A Blog for Valentine's Day


In my conservation biology class, we have been considering the different values that can be placed on nature.  Your favorite species of tree perhaps, can be assigned a value preceded by a dollar sign—should it blow down, your insurance company for one will be able to tell you exactly how much it was worth even though you could never pick up a 50 year old tree from the store.  If you cut your tulip poplar down, you could burn it next year or sell the wood, direct use values.  But then you would lose the value, the sheer enjoyment of looking at it out the window, or swinging your child from one of its branches, or sitting beneath its shade on a warm summer afternoon while reading something like A Sand County Almanac.  And all the while you spent admiring it, or forgetting it, it would be busy sequestering carbon, soaking up water from the soil, producing oxygen, letting a bird nest in its branches so that each morning you could hear it calling out the business of the day.  We can put dollar signs on it all (even the dollar bills themselves will have come from trees).    

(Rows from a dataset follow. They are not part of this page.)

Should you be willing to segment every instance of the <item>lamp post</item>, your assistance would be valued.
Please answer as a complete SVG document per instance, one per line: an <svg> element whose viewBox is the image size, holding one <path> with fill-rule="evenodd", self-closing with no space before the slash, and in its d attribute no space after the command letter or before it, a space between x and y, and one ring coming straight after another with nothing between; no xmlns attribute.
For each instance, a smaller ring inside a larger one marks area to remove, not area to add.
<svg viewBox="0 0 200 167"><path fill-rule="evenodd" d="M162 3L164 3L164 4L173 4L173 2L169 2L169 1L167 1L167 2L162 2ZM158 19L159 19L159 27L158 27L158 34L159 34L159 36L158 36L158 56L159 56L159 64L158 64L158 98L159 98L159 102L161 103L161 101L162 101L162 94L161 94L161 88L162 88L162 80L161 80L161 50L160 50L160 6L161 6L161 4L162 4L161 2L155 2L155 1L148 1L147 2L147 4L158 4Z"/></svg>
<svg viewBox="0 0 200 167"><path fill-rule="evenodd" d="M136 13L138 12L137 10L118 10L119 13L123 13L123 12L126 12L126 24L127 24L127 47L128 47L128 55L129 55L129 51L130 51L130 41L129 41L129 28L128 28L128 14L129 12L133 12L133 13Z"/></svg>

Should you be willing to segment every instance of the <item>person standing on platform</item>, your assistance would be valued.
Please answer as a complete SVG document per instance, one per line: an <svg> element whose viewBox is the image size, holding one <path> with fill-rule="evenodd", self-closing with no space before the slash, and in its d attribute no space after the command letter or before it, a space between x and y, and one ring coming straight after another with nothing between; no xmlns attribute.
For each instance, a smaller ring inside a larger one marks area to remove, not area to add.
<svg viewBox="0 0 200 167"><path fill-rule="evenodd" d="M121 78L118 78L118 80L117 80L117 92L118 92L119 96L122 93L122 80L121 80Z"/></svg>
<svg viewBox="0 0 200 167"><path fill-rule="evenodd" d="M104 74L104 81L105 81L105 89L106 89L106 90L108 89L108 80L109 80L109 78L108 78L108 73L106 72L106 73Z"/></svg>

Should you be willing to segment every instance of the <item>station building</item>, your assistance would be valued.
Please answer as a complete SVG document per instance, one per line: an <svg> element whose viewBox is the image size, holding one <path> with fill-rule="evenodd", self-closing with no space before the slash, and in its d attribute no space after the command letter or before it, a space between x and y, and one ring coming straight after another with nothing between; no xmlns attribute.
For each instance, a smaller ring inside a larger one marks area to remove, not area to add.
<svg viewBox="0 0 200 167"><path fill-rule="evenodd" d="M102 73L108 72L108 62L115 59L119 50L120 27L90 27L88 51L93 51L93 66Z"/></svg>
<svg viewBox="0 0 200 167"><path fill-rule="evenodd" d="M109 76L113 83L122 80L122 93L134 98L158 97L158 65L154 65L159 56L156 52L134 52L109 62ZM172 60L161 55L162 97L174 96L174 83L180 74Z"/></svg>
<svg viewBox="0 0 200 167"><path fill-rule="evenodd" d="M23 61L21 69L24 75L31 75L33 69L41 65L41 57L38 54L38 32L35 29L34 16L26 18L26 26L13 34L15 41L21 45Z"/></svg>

Aldo Leopold is a lover of trees and there are many pages devoted to his debates over which tree to cut down and whether or not he’s wrong to favor the white pine he planted over the red birch that sprung up on its own.  His determination, “The only conclusion I have ever reached is that I love all trees, but I am in love with pines,” has me thinking about the trees I love and those that changed my life, something I have not tried to assign a dollar value to, even if I have assigned value nonetheless. 
My first research internship with the US Forest Service had me climbing towers (see an example below) with a graduate student measuring photosynthetic activity of the leaves of trees at different points in the canopy.  Climbing up the tower, I remember seeing all of the tulip poplar flowers sitting on branches like cups of tea. That is a tree I fell in love with…it was such a surprise and the flowers looked like something out of Willie Wonka’s factory.  The graduate student was a quiet man down on the ground, but a little chattier up in the tops of trees.  Really, he has a lot in common with trees, I have come to know these last 20 years:  He is steady and reliable, patient and kind (if you will allow trees some kindness), a man with a soft heart who wears a suit of bark (really, some of his clothes are intolerable); he leafs out in a predictable fashion and where those leaves fall will be far and wide, and should you nag a tree, it will pay you no heed.  My husband and I have “a tree” (the tulip poplar, Liriodendron tulipifera) the way other people have “a song.”  Yet, ironically, we do not actually have a tulip poplar tree and I realize it would have been better than a box of chocolates (the reality is, I will eat them all anyway).  I must stop now to find a piece of paper to write my valentine an IOU for a certain tree to remind us when we forget why it is we are both in love with tulip poplars.